There’s something most people feel about a place long before they can explain it.
You arrive in a city and within minutes—sometimes seconds—you’re already asking questions, whether you realize it or not:
- Is this place rising… or fading?
- Are smart, ambitious people moving here?
- Is anything interesting happening?
- Does the future feel open… or closed?
You don’t run spreadsheets.
You don’t analyze economic reports.
You just feel it.
And that feeling?
That’s not fluff.
That’s economics.
Cities Run on Confidence Loops
At the core of every growing city is something invisible but incredibly powerful: confidence.
When people believe a place is improving:
- Investors invest
- Entrepreneurs start businesses
- Talent moves in
- Locals stay and engage
When people believe a place is declining:
- Capital freezes
- Talent leaves
- Risk-taking disappears
- Everything slows
This creates what I call a confidence loop—a self-reinforcing cycle that either accelerates growth or quietly stalls it.
That’s why a simple idea like:
“This place is well worth investing in itself.”
…isn’t just a nice sentence.
It’s a signal.
And signals drive behavior.
The Power of Agglomeration… and the Signal of It
Economists use a term called agglomeration—which simply means that economic activity becomes stronger when it clusters together.
Think:
- Silicon Valley (tech)
- Wall Street (finance)
- Hollywood (film)
- Nashville (music)
When talent, capital, and ideas gather in one place, they multiply each other.
But here’s the deeper insight:
The signal that clustering is happening matters almost as much as the clustering itself.
You don’t need a full-blown tech hub to start attracting people.
You just need visible signs that something is forming.
Those signals look like:
- Renovated buildings
- Walkable streets filled with people
- Festivals and events
- Coworking spaces and startups
- Vibrant public spaces
These are not just amenities.
They are messages.
They tell the world:
“Economic gravity is forming here.”
And once people believe that… they move toward it.
Unlocking Dormant Economic Energy
Here’s one of the most important truths about cities:
Most of them are not broken.
They’re locked.
Locked behind:
- hesitation
- outdated thinking
- fear of risk
- psychological inertia
Underneath that? They already have:
- infrastructure
- history
- location advantages
- talent
- culture
All the ingredients are there.
They’re just dormant.
And sometimes…
One smart change can release all of it.
We’ve seen this happen again and again:
- A highway removed → downtown comes alive
- A park built → housing demand explodes
- Bike trails added → global tourism appears
The project itself isn’t always massive.
It just flips the signal.
Why Cities Get It Wrong
Here’s where things go sideways.
Most cities don’t invest in what works.
They invest in what looks impressive.
- Stadiums
- Convention centers
- Massive parking structures
These projects are:
- easy to explain
- politically attractive
- ribbon-cuttable
But economically?
They often deliver low marginal return.
Why?
Because they don’t fundamentally change the system.
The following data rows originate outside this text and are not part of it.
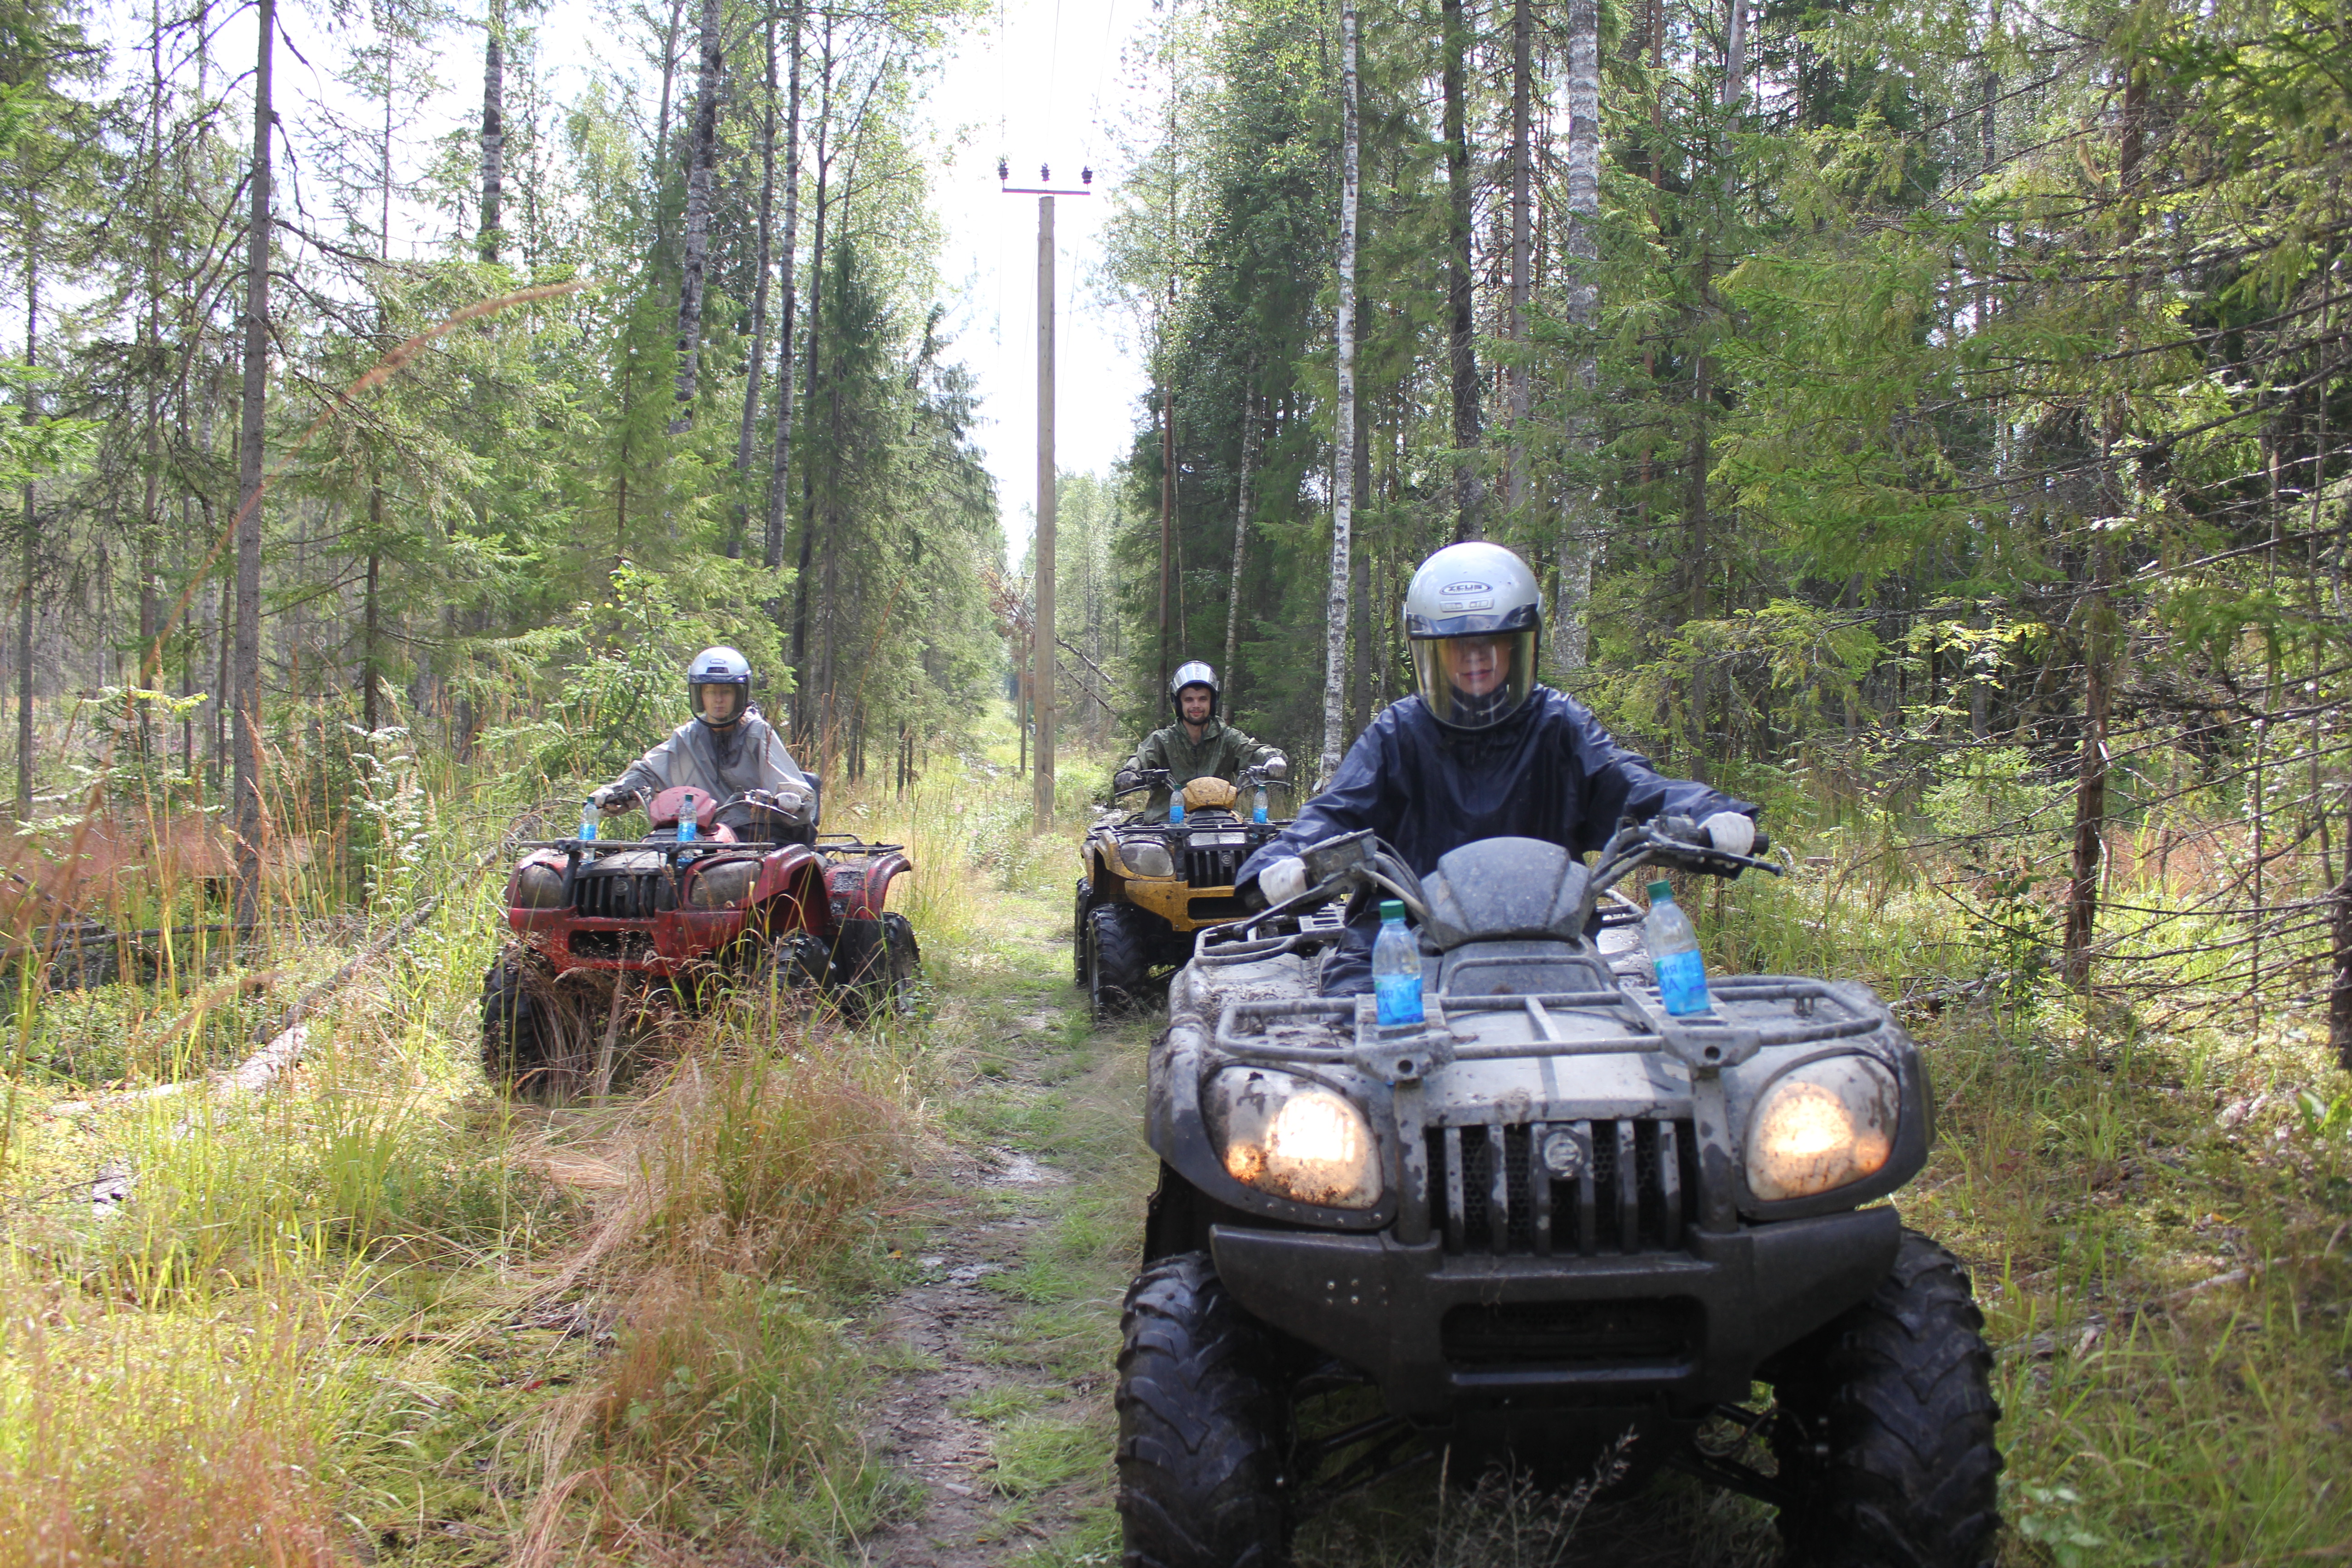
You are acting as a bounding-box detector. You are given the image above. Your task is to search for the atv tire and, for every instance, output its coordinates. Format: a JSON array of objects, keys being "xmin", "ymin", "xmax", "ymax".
[
  {"xmin": 834, "ymin": 912, "xmax": 921, "ymax": 1018},
  {"xmin": 482, "ymin": 952, "xmax": 564, "ymax": 1095},
  {"xmin": 1073, "ymin": 877, "xmax": 1093, "ymax": 986},
  {"xmin": 1088, "ymin": 903, "xmax": 1149, "ymax": 1022},
  {"xmin": 1115, "ymin": 1252, "xmax": 1289, "ymax": 1568},
  {"xmin": 1768, "ymin": 1229, "xmax": 2003, "ymax": 1568}
]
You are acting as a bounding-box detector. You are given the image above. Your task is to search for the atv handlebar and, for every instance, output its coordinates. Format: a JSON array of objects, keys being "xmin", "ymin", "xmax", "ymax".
[{"xmin": 1231, "ymin": 814, "xmax": 1783, "ymax": 941}]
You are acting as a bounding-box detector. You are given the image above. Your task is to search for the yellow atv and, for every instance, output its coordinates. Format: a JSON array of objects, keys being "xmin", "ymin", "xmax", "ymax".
[{"xmin": 1073, "ymin": 765, "xmax": 1290, "ymax": 1021}]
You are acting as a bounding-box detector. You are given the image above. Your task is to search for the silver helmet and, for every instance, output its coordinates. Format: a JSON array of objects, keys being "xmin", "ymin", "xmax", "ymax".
[
  {"xmin": 1402, "ymin": 542, "xmax": 1542, "ymax": 730},
  {"xmin": 1169, "ymin": 659, "xmax": 1220, "ymax": 719},
  {"xmin": 687, "ymin": 645, "xmax": 753, "ymax": 728}
]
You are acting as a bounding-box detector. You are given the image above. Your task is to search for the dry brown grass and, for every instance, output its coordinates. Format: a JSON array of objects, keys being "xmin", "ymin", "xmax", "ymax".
[{"xmin": 0, "ymin": 1281, "xmax": 351, "ymax": 1568}]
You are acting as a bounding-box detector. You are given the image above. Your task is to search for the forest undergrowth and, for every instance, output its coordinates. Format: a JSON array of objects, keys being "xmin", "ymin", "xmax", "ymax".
[{"xmin": 0, "ymin": 706, "xmax": 2347, "ymax": 1565}]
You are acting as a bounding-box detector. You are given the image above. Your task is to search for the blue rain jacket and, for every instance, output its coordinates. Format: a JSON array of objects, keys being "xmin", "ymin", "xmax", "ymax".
[{"xmin": 1236, "ymin": 688, "xmax": 1755, "ymax": 986}]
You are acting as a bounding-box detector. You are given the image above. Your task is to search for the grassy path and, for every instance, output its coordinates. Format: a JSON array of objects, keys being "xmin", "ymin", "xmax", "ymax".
[{"xmin": 860, "ymin": 875, "xmax": 1154, "ymax": 1567}]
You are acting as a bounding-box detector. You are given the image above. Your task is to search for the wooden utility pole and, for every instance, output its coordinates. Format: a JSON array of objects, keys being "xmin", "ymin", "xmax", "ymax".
[
  {"xmin": 1034, "ymin": 194, "xmax": 1056, "ymax": 831},
  {"xmin": 1000, "ymin": 163, "xmax": 1092, "ymax": 830}
]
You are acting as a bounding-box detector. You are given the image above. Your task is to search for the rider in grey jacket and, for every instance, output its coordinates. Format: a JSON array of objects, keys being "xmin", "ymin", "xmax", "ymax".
[{"xmin": 591, "ymin": 647, "xmax": 816, "ymax": 835}]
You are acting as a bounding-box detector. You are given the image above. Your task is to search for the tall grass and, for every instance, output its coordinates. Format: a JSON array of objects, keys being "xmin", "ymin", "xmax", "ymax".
[{"xmin": 1696, "ymin": 816, "xmax": 2352, "ymax": 1563}]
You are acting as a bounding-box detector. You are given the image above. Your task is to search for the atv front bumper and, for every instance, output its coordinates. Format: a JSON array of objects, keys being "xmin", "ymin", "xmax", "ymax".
[{"xmin": 1209, "ymin": 1206, "xmax": 1899, "ymax": 1419}]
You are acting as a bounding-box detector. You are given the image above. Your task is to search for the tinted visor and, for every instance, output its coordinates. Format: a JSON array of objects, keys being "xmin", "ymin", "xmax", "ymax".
[
  {"xmin": 692, "ymin": 681, "xmax": 748, "ymax": 725},
  {"xmin": 1409, "ymin": 629, "xmax": 1539, "ymax": 730}
]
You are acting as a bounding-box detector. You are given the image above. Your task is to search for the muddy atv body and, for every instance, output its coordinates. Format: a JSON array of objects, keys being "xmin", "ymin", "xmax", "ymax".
[
  {"xmin": 1074, "ymin": 764, "xmax": 1289, "ymax": 1020},
  {"xmin": 482, "ymin": 783, "xmax": 917, "ymax": 1091},
  {"xmin": 1117, "ymin": 821, "xmax": 2000, "ymax": 1567}
]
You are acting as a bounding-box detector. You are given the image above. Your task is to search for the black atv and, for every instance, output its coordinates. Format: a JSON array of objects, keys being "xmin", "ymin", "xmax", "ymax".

They don’t attract new energy—they just rearrange existing activity.
Meanwhile, the highest-return investments are often smaller and quieter:
- walkable streets
- public gathering spaces
- historic preservation
- entrepreneur ecosystems
These don’t just look good.
They change behavior.
The Real Problem Isn’t Intelligence—It’s the Model
When cities stall, it’s rarely because people aren’t smart.
It’s because they’re using the wrong mental model.
They evaluate decisions based on:
- certainty
- guaranteed ROI
- minimal risk
But growth doesn’t come from playing it safe.
It comes from strategic, catalytic moves.
The kind that make people say:
“Something’s happening here.”
A New Way to Think About Growth
What if we asked a different question?
Instead of:
“Is this safe?”
We asked:
“What change releases the most energy in the system?”
That shift changes everything.
Because cities don’t come back through one giant project.
They come back when someone starts making the next smart move.
Then another.
Then another.
Momentum builds.
Confidence returns.
And suddenly… the narrative changes.
Narrative Urban Economics
What we’re really talking about here is something bigger:
A framework where economics and storytelling intersect.
Call it:
Narrative Urban Economics
Where growth is driven by three forces:
- Reality (what exists)
- Perception (what people believe)
- Momentum (what people do next)
When perception turns positive:
- Investors arrive
- Entrepreneurs act
- Young people stay
- Talent moves in
And the system begins to compound.
The Bottom Line
Cities don’t fail.
They pause.
They hesitate.
They stop making the next smart move.
But the good news?
That means they can start again.
And often…
It only takes one signal
one shift
one decision
…to release everything that’s been waiting underneath.
Because in the end, cities aren’t just built with concrete and capital.
They’re built with belief.
And belief…
is one of the most powerful economic forces there is.